Für die Besetzung gelang es Reinl eine interessante Mischung an Bord zu holen. Trotz fehlender Schauspielerfahrung wurde der Olympiateilnehmer Uwe Beyer als Siegfried gecastet. Zahlreiche Kritiker urteilten negativ über seine etwas naive Darbietung, ich sehe dies anders; da der Charakter in der Nibelungensage auf mich stets einen sehr blauäugigen Eindruck erweckte, erachte ich diese zur Schau gestellte Naivität als passend und der Vorlage entsprechend. Demgegenüber konnten seine Kolleginnen und Kollegen gänzlich durch ihre schauspielerischen Leistungen bestechen. Allen voran Siegfried Wischnewski als Hagen von Tronje.
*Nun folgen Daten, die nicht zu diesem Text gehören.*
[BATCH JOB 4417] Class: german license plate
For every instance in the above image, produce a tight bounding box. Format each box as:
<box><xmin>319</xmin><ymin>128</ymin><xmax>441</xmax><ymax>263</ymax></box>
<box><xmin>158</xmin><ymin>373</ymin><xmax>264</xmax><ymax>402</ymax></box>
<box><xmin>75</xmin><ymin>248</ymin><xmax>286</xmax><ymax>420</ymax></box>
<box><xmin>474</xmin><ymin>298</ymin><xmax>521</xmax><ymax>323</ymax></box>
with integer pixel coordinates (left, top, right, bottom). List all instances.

Bis zum heutigen Tag ist er für mich die Personifizierung dieses Charakters. Mit viel Würde, Zynismus und einer unendlichen Loyalität seinem König gegenüber, ist er die treibende Kraft in dieser Geschichte und dank Wischnewskis Theaterausbildung sind sämtliche von ihm vorgetragene Worte ein Genuss für die Ohren. Ein weiteres Highlight der Besetzung ist die unvergessene Karin Dor. Es hätte keine bessere Schauspielerin für die Rolle der nordischen Schildmaid Brunhild gefunden werden können. Jede Szene in der sie uns mit ihrer Präsenz beglückt ist ein Stück Filmgeschichte. Bei diesem Cast kann man einfach nur ins Schwärmen geraten, Mario Girotti (vielen besser bekannt als Terrence Hill), Dieter Eppler, Rolf Henninger, Christian Rode, und, und, und … allesamt eine Bereicherung für dieses Werk.
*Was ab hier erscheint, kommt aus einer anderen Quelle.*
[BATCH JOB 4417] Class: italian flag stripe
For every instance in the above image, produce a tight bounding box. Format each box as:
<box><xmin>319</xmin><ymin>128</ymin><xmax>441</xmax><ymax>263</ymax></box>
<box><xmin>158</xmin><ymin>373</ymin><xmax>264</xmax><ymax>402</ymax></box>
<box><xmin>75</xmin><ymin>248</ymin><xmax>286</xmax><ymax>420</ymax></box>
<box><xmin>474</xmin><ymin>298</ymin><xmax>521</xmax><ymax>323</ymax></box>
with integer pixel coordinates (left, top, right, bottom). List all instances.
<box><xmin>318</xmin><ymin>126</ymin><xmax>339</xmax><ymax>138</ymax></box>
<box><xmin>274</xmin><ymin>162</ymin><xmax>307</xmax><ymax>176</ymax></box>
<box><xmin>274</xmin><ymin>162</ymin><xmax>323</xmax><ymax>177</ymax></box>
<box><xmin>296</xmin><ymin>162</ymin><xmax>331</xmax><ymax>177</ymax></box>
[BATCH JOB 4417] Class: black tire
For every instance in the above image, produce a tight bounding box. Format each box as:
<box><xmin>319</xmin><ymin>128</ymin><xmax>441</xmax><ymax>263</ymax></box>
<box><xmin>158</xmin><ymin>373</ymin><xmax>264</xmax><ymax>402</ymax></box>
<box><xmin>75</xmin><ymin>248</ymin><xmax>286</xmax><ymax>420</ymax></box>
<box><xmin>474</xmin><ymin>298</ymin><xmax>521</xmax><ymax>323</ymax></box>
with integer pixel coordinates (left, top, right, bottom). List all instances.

Ist dieser Film eines freitäglichen Filmabends würdig?

Obwohl es sich hierbei um ein Remake handelt, hat „Nibelungen - Teil 1: Siegfried“ mehr mit US-amerikanischen Fantasy/Abenteuerfilmen der 50er Jahre, wie etwa „Prinz Eisenherz“ (1954), denn mit seinem Vorgänger gemein. Dieser unbeschwerte Stil Hollywoods gepaart mit der Schwere des Nibelungenlieds ergab eine einzigartige Mischung die so nur im Deutschland der 60er Jahre entstehen konnte. Eine Mischung die vom Publikum auch durchwegs positiv angenommen wurde. Mehr als drei Millionen Zuseher konnten in den ersten 12 Monaten an den Kinokassen gezählt werden. Für damals waren dies beachtliche Zahlen, weswegen der Film 1968 mit der prestigeträchtigen „Goldenen Leinwand“ ausgezeichnet wurde.
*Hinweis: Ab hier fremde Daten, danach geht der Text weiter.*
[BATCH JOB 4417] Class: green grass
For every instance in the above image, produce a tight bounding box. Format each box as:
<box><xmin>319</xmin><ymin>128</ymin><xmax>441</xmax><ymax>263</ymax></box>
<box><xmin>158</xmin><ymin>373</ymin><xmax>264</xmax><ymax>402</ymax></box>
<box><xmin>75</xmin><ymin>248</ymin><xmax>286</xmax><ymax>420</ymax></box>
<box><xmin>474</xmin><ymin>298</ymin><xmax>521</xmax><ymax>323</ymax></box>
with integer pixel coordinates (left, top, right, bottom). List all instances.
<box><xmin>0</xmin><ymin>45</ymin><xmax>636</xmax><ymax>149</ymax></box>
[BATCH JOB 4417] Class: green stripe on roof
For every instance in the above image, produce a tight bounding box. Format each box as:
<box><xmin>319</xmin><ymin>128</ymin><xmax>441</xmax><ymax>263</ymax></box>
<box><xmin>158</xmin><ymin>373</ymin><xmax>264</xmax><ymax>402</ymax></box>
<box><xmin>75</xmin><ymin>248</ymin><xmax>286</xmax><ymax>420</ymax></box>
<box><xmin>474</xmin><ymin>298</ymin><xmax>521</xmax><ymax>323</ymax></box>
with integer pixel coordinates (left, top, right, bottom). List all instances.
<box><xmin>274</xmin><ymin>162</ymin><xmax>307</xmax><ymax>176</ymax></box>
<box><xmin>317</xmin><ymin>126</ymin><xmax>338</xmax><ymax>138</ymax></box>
Spricht man heutzutage von den großen Filmen die in Deutschland nach dem 2. Weltkrieg produziert wurden so fehlt dieses Werk, meiner Meinung nach zu Unrecht, in einem Großteil dieser Aufzählungen. Was daran liegen mag, dass man den Film schlichtweg vergessen hat. Zwar lief er ab den 80er Jahren vereinzelt im Programm der Öffentlich-Rechtlichen, bekam allerdings erst 2003 eine einigermaßen ansprechende DVD Ausgabe, die innerhalb von kurzer Zeit ausverkauft war und erst 2013 wiederveröffentlicht wurde. Ich sah den Film zum ersten Mal als Kind im Nischenprogramm der Öffentlich-Rechtlichen und er hat mich sofort verzaubert. Ein Zauber der auch nicht verflog als ich 2003, als einer der wenigen Glücklichen, die DVD erwerben konnte. Nun, 14 Jahre später, sorgt dieses Werk bei mir immer noch für glänzende Augen. Somit ist „Nibelungen - Teil 1: Siegfried“ für mich eines freitäglichen Filmabends würdig.